Thomas ouvrit le registre à la page des exercices de l’année dernière, sans répondre. Il parcourut les colonnes : les débits et les crédits se suivaient d’une écriture ferme. Les sommes partielles s’équilibraient, jusqu’à une ligne où la colonne de droite présentait une rupture, une série de zéros qui masquaient un vide. Les additions ne convergeaient pas vers le total inscrit en bas : il manquait une entrée, un chiffre entier, habilement escamoté entre les marges. Il frotta le pouce sur la page, cherchant le relief laissé par la plume. Le papier, en son cœur, portait la trace d’une écriture antérieure – effacée à la pointe du couteau, mais qui laissait des sillons que les yeux entraînés de Thomas savaient lire.

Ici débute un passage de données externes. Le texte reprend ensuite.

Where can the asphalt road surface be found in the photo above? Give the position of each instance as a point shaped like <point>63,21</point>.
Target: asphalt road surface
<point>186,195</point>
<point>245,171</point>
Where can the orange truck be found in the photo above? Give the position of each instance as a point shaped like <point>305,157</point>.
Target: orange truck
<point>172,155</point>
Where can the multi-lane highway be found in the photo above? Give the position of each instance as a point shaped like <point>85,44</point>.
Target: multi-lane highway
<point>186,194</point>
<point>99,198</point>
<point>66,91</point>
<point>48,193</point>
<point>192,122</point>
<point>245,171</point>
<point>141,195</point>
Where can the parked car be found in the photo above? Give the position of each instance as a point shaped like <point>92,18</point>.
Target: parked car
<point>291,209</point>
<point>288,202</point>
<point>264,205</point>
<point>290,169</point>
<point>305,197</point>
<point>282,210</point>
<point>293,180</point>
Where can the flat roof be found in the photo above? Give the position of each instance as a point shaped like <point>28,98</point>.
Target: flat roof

Cent quarante livres manquaient à l’appel. Plus encore : la vraie somme était inscrite en filigrane, une addition de cinq cents livres marquée d’un trèfle discret, ce même symbole qu’il avait vu gravé sur la clé de cuivre qui reposait contre sa poitrine, enroulée dans un chiffon. Cinq cents livres attendues par quelqu’un, coûte que coûte.

Robert tendit la main pour saisir le livre. Thomas referma la couverture d’un geste sec.

« Les additions ne tombent pas juste », dit-il en levant les yeux, tout en laissant courir son regard sur le doigt de Robert. Là, à l’index gauche, une bague. Un sceau d’argent, gravé du même motif : trois feuilles réunies en une fleur fermée. Le trèfle du billet de dette. Le trèfle de la clé.

Thomas ne tressaillit pas. Il s’était entraîné, dans les matins silencieux de l’atelier, à ne jamais laisser ses émotions déformer l’angle de sa plume.

« Il semblerait, monsieur Ashcombe, que l’argent que vous me demandez ait une autre destination que les coffres du Trésor. »

Robert retira la main, trop vite. Un muscle tressaillit sous le col rigide, à la naissance de sa mâchoire.

« Je ne suis pas moi-même autorisé à trancher les litiges », dit-il, la voix soudain plus contractée. « Vous devrez revenir avec une lettre de votre maître, authentifiée, et une convocation à comparaître devant le commissaire aux comptes publics. Nous sommes dans une ville de règles, jeune homme. Les papiers, même les mieux intentionnés, ne remplacent pas la procédure. »

Thomas remit le registre dans sa besace. Le trèfle de la bague brûlait encore sa rétine.

« Revenir », répéta-t-il. « Oui, certainement, monsieur Ashcombe. Nous verrons qui se lasse le premier des procédures. »

Robert le mena à la porte sans ajouter un mot. Mais comme le battant s’ouvrait sur la pluie, il laissa tomber, comme une miette :

« La Tour Blanche est un endroit où les livres de comptes se vérifient à l’os d’une épée, paraît-il. J’espère pour Sir Cecil que le sien ne traverse jamais ses murailles. »

La porte se referma. Thomas resta un moment sous la pluie, la nuque mouillée, la main crispée sur la lanière de sa besace. Le clerc savait. Robert savait ce que le livre contenait, ou devinait suffisamment pour craindre qu’il ne révèle ce qu’il fallait cacher. Et la bague – cette bague d’argent finement forgée, que son père avait décrite dans une lettre vieille de dix ans, une lettre écrite au retour d’un voyage à Plymouth où il avait servi un an le secrétaire du Port.

Son père avait parlé du trèfle. Il avait écrit : « Si jamais tu vois ce signe, ne le suis pas. Ne le suis jamais seul. »

Thomas observa la fenêtre du premier étage, où la silhouette de Robert disparaissait derrière un rideau. Puis il regarda la bourse, au fond de sa besace, qui contenait le billet de dette jauni. Trois ans. La clé froide contre sa poitrine. Les cent quarante livres insuffisantes, les cinq cents dissimulées, le trèfle gravé partout.

Robert n’était pas qu’un clerc. Et il en savait trop.

Thomas tourna les talons, non pas dans la direction de l’atelier fermé, ni vers la taverne où l’air sentait la bière rance, mais vers la seule autre adresse qu’il connaissait par cœur depuis l’enfance.

Il allait suivre Robert. Et il trouverait bien assez tôt si ce trèfle le menait vers son père – ou vers sa tombe.